Health care, and the drive for universal coverage, also figured in the debate. "I intend to be the health care president,'' said Clinton, adding she can now succeed at an undertaking that defeated her in 1993 when she was first lady. But Biden said that unnamed special interests were no more willing to work with Clinton now than they were more than a decade ago. "I'm not suggesting it's Hillary's fault...It's reality,'' he said, carefully avoiding a personal attack on the Democrat who leads in the polls. Biden said a "lot of old stuff comes back'' from past battles, adding, "when I say old stuff I mean policy. Policy.'' Across the stage, Clinton smiled at that.

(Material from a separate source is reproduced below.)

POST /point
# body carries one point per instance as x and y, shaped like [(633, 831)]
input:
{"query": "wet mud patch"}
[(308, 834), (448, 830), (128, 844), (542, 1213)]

I'm sure that's very important, but for godsake, did the candidates other than Kucinich and Gravel explain that they take lots of money from health insurance companies and have no intention of creating universal coverage? Did Kucinich even get asked this question, or was it one that only went to "leading candidates"? Unless you can watch late night Telemundo, you may never know. The important thing about the health care debate, to GE, of course, is that Hillary Clinton was on the stage for it.
The moment was not the only one in which attention turned to the former first lady, a campaign front-runner bidding to become the first woman president. Asked whether presidential libraries and foundations should disclose their donors, she said she had sponsored legislation requiring it. Asked whether her husband's foundation should voluntary [sic] disclose, absent a requirement, she said, "you'll have to ask them.'' "I don't think about my private conversations with my husband,'' she added. She seemed to suggest differently at another point, after being asked whether she would ever approve torturing a suspected terrorist to prevent the detonation of a nuclear bomb. She said no, and Russert said former President Clinton, her husband, once suggested it might be appropriate. "Well, he's not standing here right now,'' she said, an edge in her voice. There is a disagreement, Russert rejoined. "Well, I'll talk to him later,'' she said with a smile.